ITHACA, N.Y. – NASA’s Opportunity Mars rover now holds the off-Earth roving distance record after surpassing 25 miles (40 kilometers) of driving on the Red Planet since 2004. The previous record was held by the Soviet Union’s Lunokhod 2 rover.
A drive of 157 feet (48 meters) on July 27, 2014, put Opportunity’s total odometry at 25.01 miles (40.25 kilometers).This month’s driving brings the rover southward along the western rim of Endeavour Crater, which is 14 miles (22 kilometers) in diameter. Each day’s drive by Opportunity sets a new record for longest travel on wheels on a world other than Earth.
“Opportunity has driven farther than any other wheeled vehicle on another world,” said Mars Exploration Rover Project Manager John Callas, of NASA’s Jet Propulsion Laboratory (JPL), Pasadena, California. “This is so remarkable considering that Opportunity was intended to drive about one kilometer and was never designed for distance. But what is really important is not how many miles the rover has racked up, but how much exploration and discovery we have accomplished over that distance.”
Opportunity had driven more than 20 miles (32 kilometers) before arriving at Endeavour Crater in 2011. On this crater’s rim, it has examined outcrops containing clay and sulfate-bearing minerals. The sites are yielding information about ancient environments with milder water than the acidic, wet environment that left evidence Opportunity discovered at its landing site.
If the long-lived rover keeps working long enough to match the distance of a marathon footrace — 26.2 miles (about 42.2 kilometers) — it will be nearing the next major investigation site that the mission’s scientists have chosen: “Marathon Valley.” Observations from spacecraft orbiting Mars suggest several clay minerals are exposed close together there. The site is valley with steep slopes where the relationships among different layers may be evident.
The Lunokhod 2 rover, a successor to the first Lunokhod mission in 1970, landed on Earth’s moon on Jan. 15, 1973. Lunokhod 2 drove about 24.2 miles (39 kilometers) in less than five months (five lunar days). This total traverse distance has recently been established with the use of images from NASA’s Lunar Reconnaissance Orbiter (LRO) cameras showing Lunokhod 2′s wheel tracks.
Irina Karachevtseva at Moscow State University of Geodesy and Cartography’s Extraterrestrial Laboratory in Russia, Brad Jolliff of Washington University in St. Louis, Tim Parker of JPL and others collaborated to check that the map-based methods for computing traverse distances are comparable for Lunokhod-2 and Opportunity.

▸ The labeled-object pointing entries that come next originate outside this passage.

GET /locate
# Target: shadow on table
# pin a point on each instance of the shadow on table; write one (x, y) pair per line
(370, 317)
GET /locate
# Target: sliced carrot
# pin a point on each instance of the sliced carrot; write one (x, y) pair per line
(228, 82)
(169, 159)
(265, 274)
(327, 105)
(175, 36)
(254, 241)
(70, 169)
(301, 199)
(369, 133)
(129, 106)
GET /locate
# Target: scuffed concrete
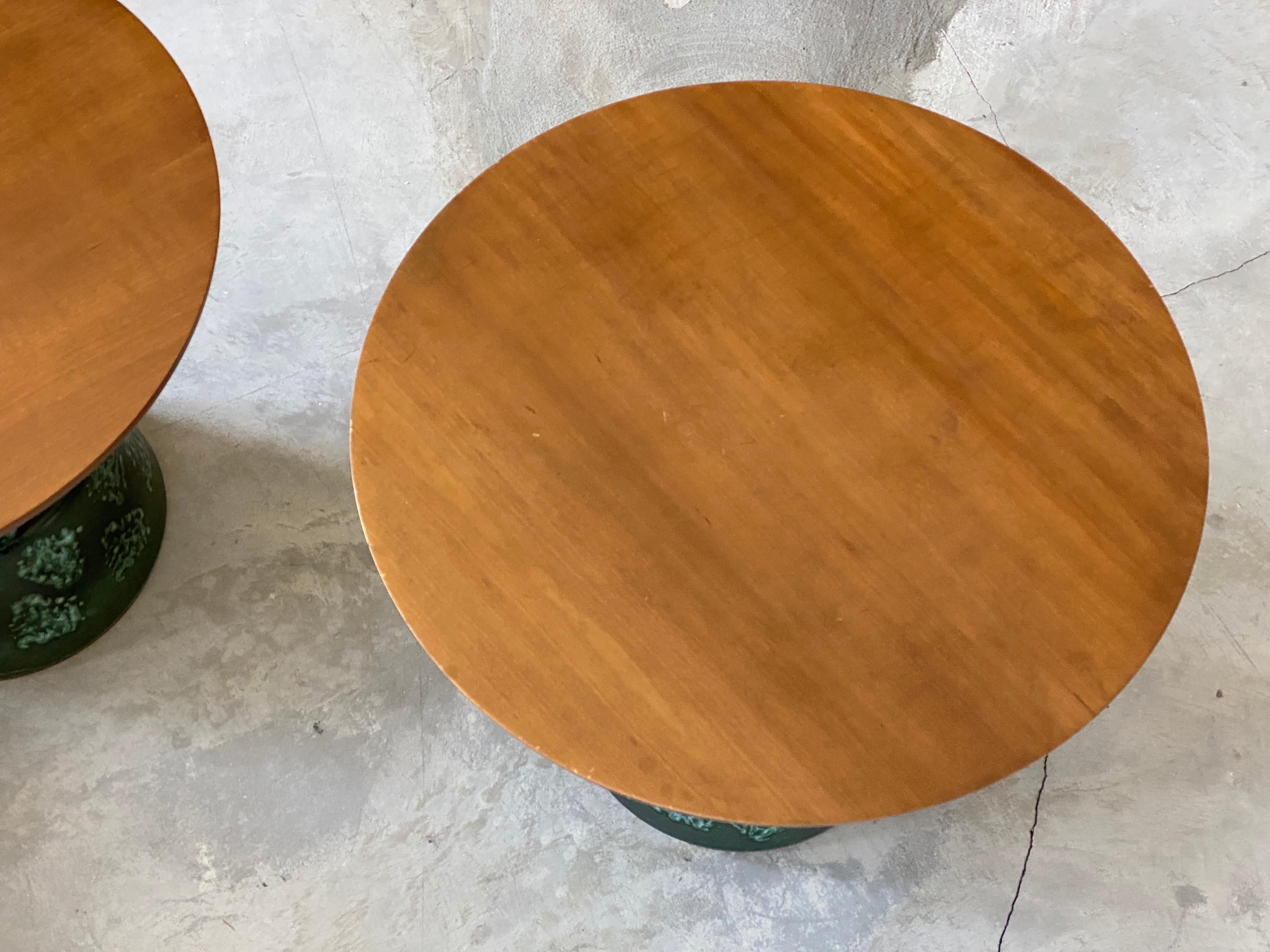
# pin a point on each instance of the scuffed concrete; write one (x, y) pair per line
(260, 757)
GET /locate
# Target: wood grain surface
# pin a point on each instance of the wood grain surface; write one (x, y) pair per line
(779, 454)
(110, 212)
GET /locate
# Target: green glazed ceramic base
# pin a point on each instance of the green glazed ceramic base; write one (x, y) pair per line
(718, 835)
(72, 572)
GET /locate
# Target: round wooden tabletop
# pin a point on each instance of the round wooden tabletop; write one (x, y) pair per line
(779, 454)
(110, 212)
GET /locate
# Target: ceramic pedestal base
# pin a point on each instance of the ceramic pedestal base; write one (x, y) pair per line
(72, 572)
(718, 835)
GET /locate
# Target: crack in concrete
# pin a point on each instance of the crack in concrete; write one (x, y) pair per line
(1032, 841)
(976, 88)
(1220, 275)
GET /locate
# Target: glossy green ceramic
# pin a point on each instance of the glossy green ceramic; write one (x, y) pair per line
(718, 835)
(69, 574)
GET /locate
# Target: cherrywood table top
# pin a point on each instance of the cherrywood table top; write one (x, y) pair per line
(779, 454)
(110, 212)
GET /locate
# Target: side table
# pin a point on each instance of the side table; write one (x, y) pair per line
(110, 212)
(778, 456)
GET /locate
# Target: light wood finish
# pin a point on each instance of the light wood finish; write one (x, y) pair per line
(110, 212)
(779, 454)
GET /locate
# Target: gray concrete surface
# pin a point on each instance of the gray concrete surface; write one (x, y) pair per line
(260, 757)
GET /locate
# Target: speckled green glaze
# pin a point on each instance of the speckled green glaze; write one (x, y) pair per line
(718, 835)
(72, 572)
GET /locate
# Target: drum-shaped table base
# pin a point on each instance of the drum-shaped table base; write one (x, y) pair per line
(718, 835)
(72, 572)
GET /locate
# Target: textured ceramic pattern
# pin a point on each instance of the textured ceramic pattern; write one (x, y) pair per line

“The Lunokhod missions still stand as one of the signature accomplishments of what I think of as the first golden age of planetary exploration, the 1960s and ’70s,” said Steve Squyres of Cornell University, Ithaca, New York, principal investigator for NASA’s twin rovers, Opportunity and Spirit. “We’re in a second golden age now, and what we’ve tried to do on Mars with Spirit and Opportunity has been very much inspired by the accomplishments of the Lunokhod team on the moon so many years ago. It has been a real honor to follow in their historical wheel tracks.”
As Opportunity approached the 1973 mission’s mileage record earlier this year, the rover team chose the name Lunokhod 2 for a crater about 20 feet (6 meters) in diameter on the outer slope of Endeavour’s rim on Mars.
“I was part of the science team of both Lunokhod 1 and Lunokhod 2, and I know that rover missions require hard work with a high level of tension, “said Alexander Basilevsky of the Vernadsky Institute in Moscow, deputy leader of the science team for Lunokhod 2.” I would like to express my congratulations to the Opportunity team.”
The Mars Exploration Rover Project is one element of NASA’s ongoing and future Mars missions preparing for the journey to for a human mission in the 2030s. JPL manages the project for NASA’s Science Mission Directorate (SMD), in Washington. NASA’s Goddard Space Flight Center, in Greenbelt, Md., managers LRO for SMD.